La vérité des choses est la nourriture principale des esprits supérieurs.

LE DESIR NATUREL DE L’HOMME BON EST LA CONNAISSANCE.

Les choses de l’esprit qui ne sont pas passées par les sens sont vaines.

Il faut coopérer avec l’inévitable.

La subtilité humaine ne pourra jamais concevoir une invention plus belle, plus simple ou plus directe que ne le fait la nature parce que, dans ses inventions rien ne manque, et rien n’est superflu.

Toi qui veux savoir comment l’âme habite le corps, tu n’as qu’à regarder comment le corps use de sa quotidienne habitation.

Apprendre n’épuise jamais l’esprit.

Il est plus facile de résister au début qu’à la fin.

De petites impatiences peuvent conduire à une grande imprudence.

Le mouvement est principe de toute vie.

J’aime ceux qui peuvent sourire dans les problèmes, qui peuvent rassembler des forces, (à partir) de la détresse et devenir courageux par réflexion.  C’est l’affaire de petits esprits de se raccrapoter, mais ceux dont le cœur est ferme, et dont la conscience approuve la conduite, poursuivront leurs principes jusqu’à la mort.

Aux ambitieux que ni le don de la vie ni la beauté du monde ne suffisent à satisfaire, il est imposé comme châtiment qu’ils gaspillent la vie et ne possèdent ni les avantages ni la beauté du monde.

L’homme et les animaux ne sont qu’un passage et un canal à aliments, une sépulture pour d’autres animaux, une auberge de morts, qui entretiennent leur vie grâce à la mort d’autrui, une graine de corruption.

Tout comme le courage met la vie en danger, la peur la protège.

La patience joue contre les offenses exactement le même rôle que les vêtements contre le froid.

Sachez vous éloigner car, lorsque vous reviendrez à votre travail, votre jugement sera plus sûr.

Tout comme les aliments consommés sans appétit sont un nourrissage pénible, l’étude sans zèle endommage la mémoire, en n’assimilant pas ce qu’elle absorbe.

Le fer se rouille, faute de s’en servir, l’eau stagnante perd de sa pureté et se glace par le froid. De même, l’inaction sape la vigueur de l’esprit.

Qui nuit aux autres ne se préserve pas soi-même.

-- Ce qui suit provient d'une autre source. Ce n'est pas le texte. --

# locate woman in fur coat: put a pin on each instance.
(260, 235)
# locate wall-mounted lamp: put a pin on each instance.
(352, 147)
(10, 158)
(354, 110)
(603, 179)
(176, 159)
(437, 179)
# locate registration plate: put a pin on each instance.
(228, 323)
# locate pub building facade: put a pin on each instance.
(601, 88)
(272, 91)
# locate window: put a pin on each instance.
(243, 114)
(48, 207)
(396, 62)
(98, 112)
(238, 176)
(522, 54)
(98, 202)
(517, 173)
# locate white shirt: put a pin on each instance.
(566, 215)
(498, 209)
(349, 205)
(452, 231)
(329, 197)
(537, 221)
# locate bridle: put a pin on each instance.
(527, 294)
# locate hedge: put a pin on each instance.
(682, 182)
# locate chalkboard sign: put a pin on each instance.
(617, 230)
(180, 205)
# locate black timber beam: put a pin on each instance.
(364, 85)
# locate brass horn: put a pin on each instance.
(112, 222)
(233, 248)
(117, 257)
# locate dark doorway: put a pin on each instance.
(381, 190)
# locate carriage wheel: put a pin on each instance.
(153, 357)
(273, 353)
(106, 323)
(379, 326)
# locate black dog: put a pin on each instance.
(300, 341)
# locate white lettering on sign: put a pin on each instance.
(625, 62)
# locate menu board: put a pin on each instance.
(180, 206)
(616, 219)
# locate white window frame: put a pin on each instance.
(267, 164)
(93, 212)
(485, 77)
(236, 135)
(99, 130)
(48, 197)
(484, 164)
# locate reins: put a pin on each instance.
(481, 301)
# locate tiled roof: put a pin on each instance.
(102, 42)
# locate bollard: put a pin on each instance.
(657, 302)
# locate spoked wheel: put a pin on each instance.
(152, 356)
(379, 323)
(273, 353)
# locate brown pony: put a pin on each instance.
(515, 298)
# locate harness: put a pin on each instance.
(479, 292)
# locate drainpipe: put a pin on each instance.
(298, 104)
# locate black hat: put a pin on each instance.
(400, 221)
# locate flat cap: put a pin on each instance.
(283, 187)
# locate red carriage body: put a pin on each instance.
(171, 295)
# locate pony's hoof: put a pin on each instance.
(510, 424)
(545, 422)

Celui qui veut être riche en un jour sera pendu dans un an.

Le temps dure assez longtemps pour ceux qui sont décidés à (bien) l’utiliser.

Passé 40 ans, un homme est responsable de son visage.

L’homme déploie de grands raisonnements, dont la majeure partie est vaine et fausse ; les animaux raisonnent moins loin, mais leurs pensées sont utiles et vraies ; or mieux vaut une petite certitude qu’un grand mensonge.

Aucune action naturelle ne peut être abrégée.

Celui qui se réclame de l’autorité ne met pas en oeuvre l’intelligence, mais plutôt la mémoire.

L’homme bon qui veut vivre au milieu de tant d’hommes qui ne le sont pas, est perdu d’avance.

Toute partie tient à se réunir à son tout pour échapper ainsi à sa propre imperfection.

Le bon sens est ce qui juge les choses qui lui sont données par d’autres sens.

Piètre disciple, qui ne surpasse pas son maître !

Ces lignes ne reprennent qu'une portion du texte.